The world-reknown scientist, Professor Bruce Ames (from the University of California, Berkeley) has developed a “triage theory” that could have enormous implications for human health.

The word “triage” is from the French word trier meaning to sort, separate, or select.


Micronutrient deficiencies could trigger age-related diseases.

In the context of human health, Prof. Ames believes that natural selection favors short-term survival over the long-term and that our body’s short-term survival is achieved by prioritising the allocation of scarce micronutrients. In other words, if you have a shortage of micronutrients in a major organ (such as the heart, for example) then your body will pull those necessary nutrients from non-essential sources.

This theory was first proposed in 2006 to explain why age-related diseases like heart disease, cancer, and dementia may be unintended consequences of mechanisms developed during evolution to protect against episodic vitamin/mineral shortages.

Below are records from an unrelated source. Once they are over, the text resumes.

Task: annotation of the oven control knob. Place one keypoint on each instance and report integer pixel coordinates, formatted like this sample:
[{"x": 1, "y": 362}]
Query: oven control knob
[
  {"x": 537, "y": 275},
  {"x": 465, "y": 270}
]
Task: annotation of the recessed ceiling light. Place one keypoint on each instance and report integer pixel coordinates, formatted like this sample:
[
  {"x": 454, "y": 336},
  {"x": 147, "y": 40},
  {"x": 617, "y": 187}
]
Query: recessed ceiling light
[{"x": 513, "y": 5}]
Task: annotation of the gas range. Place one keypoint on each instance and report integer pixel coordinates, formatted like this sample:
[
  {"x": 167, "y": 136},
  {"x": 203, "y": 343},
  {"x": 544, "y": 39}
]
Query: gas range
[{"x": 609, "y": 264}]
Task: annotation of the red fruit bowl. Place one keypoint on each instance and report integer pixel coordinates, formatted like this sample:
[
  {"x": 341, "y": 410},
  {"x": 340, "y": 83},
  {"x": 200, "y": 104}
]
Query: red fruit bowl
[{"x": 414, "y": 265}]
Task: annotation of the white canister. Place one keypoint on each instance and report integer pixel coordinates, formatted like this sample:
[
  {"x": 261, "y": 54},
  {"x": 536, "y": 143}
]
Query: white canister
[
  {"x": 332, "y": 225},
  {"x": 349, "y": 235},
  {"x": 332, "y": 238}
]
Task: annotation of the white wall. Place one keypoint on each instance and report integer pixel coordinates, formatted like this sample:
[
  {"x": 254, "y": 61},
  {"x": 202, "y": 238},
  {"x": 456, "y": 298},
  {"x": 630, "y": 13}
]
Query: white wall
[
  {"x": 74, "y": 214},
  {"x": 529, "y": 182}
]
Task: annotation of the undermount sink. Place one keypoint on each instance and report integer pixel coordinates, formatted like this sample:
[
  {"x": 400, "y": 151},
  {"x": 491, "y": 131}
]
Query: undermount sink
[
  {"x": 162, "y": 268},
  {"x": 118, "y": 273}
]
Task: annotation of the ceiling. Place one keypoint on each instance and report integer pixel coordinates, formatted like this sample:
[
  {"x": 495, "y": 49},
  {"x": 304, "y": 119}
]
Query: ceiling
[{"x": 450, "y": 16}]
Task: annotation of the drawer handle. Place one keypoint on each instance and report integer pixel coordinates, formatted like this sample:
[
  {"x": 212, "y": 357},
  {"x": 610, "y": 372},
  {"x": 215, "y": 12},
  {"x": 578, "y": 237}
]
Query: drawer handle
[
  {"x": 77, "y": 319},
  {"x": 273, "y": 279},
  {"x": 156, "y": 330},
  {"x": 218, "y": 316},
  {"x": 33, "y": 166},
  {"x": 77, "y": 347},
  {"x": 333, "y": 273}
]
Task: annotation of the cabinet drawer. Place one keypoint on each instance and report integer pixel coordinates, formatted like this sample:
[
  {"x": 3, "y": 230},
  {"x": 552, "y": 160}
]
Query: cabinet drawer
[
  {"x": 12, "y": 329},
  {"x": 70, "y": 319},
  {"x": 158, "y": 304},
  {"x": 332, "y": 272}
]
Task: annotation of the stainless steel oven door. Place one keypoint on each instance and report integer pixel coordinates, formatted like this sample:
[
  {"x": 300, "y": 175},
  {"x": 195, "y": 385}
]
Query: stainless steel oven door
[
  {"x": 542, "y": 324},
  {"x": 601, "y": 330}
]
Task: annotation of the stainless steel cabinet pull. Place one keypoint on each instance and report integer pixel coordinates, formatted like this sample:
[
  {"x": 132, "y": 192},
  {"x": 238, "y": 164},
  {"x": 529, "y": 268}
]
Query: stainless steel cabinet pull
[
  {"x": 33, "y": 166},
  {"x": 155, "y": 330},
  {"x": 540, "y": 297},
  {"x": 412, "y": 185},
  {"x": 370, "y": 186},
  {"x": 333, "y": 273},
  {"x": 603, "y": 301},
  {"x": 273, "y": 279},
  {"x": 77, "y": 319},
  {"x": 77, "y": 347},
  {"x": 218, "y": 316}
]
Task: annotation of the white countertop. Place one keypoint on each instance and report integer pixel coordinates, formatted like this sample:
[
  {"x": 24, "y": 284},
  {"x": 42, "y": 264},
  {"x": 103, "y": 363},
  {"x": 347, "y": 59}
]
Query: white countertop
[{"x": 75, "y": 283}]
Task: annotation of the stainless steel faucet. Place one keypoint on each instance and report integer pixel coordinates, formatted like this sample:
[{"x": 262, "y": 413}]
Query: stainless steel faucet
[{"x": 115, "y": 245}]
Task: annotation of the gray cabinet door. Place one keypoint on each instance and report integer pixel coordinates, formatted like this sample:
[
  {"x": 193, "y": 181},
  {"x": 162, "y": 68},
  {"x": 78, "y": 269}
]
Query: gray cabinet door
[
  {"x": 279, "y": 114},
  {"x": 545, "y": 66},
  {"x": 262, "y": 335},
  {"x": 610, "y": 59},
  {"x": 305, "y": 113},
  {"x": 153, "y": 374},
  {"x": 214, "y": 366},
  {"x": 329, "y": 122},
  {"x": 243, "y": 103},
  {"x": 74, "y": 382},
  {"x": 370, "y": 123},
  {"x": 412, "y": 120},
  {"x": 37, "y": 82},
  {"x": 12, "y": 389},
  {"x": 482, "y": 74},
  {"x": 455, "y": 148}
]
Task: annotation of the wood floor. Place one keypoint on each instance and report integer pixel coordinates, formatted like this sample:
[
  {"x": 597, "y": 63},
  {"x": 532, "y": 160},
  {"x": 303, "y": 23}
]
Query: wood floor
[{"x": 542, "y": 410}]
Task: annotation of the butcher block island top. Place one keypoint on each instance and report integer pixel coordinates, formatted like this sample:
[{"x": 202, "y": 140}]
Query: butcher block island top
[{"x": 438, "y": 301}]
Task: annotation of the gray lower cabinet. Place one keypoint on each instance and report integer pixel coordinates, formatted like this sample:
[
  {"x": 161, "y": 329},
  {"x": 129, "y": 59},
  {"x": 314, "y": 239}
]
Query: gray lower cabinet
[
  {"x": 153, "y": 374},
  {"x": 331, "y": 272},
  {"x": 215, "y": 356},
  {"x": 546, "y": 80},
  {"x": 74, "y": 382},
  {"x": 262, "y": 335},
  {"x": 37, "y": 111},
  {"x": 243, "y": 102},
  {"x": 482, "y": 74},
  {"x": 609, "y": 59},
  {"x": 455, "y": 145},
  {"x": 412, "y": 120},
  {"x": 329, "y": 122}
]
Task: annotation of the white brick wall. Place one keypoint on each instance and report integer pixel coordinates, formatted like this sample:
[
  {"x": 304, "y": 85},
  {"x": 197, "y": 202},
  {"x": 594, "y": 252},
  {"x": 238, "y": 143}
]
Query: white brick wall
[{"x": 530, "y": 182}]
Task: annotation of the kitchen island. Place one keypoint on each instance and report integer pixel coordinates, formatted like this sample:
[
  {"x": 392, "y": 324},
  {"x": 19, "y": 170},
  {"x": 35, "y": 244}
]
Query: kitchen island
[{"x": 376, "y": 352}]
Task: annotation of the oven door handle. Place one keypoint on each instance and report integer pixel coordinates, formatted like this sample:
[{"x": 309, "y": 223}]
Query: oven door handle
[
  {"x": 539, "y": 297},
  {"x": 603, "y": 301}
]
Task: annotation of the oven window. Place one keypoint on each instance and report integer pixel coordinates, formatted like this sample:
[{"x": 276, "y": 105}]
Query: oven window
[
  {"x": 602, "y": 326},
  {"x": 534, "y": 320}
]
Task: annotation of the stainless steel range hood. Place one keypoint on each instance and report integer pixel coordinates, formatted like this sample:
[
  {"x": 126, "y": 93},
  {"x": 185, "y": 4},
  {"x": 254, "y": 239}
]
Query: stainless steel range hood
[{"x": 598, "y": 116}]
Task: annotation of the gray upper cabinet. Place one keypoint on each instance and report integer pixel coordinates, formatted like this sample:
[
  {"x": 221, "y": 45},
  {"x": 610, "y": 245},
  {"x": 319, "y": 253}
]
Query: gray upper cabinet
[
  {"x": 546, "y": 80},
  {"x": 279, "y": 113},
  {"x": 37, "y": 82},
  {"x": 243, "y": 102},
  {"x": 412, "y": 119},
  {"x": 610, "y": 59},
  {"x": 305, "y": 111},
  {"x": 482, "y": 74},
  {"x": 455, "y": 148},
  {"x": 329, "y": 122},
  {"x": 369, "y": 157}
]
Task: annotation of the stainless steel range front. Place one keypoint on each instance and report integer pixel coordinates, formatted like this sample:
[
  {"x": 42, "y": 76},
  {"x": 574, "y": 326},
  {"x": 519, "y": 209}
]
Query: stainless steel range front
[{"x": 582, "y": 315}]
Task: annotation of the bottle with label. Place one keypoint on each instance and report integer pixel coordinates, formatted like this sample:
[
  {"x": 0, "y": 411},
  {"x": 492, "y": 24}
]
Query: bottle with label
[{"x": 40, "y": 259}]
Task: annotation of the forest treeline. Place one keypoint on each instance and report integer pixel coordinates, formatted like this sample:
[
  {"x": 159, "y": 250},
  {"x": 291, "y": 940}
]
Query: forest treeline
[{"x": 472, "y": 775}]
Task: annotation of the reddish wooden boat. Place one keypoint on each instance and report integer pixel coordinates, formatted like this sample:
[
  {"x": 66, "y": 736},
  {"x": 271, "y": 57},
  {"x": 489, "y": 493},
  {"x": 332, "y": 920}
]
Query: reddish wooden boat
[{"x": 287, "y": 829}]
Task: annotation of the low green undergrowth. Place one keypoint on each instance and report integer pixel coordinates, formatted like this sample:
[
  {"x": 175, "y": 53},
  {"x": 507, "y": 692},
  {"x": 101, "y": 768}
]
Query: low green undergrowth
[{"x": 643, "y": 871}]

Although Prof. Ames is applying the theory to micronutrient deficiency, the idea is not new. Triage is precisely what the body does when it is attempting to balance your blood pH – it will draw alkaline reserves from a part of your body, sometimes leaving the latter in an acidic state. And if organs are left in an acidic state for prolonged periods, this is when disease can set in.

“If this hypothesis is correct, micronutrient deficiencies that trigger the triage response would accelerate cancer, aging, and neural decay but would leave critical metabolic functions, such as ATP production, intact,” explained Prof. Ames in the Proceedings of the National, Academy of Sciences.

“My triage theory makes sense,” says Prof. Ames. “And it is almost certainly going to be right.”

Professor Ames is also a senior scientist at Children's Hospital Oakland Research Institute (CHORI).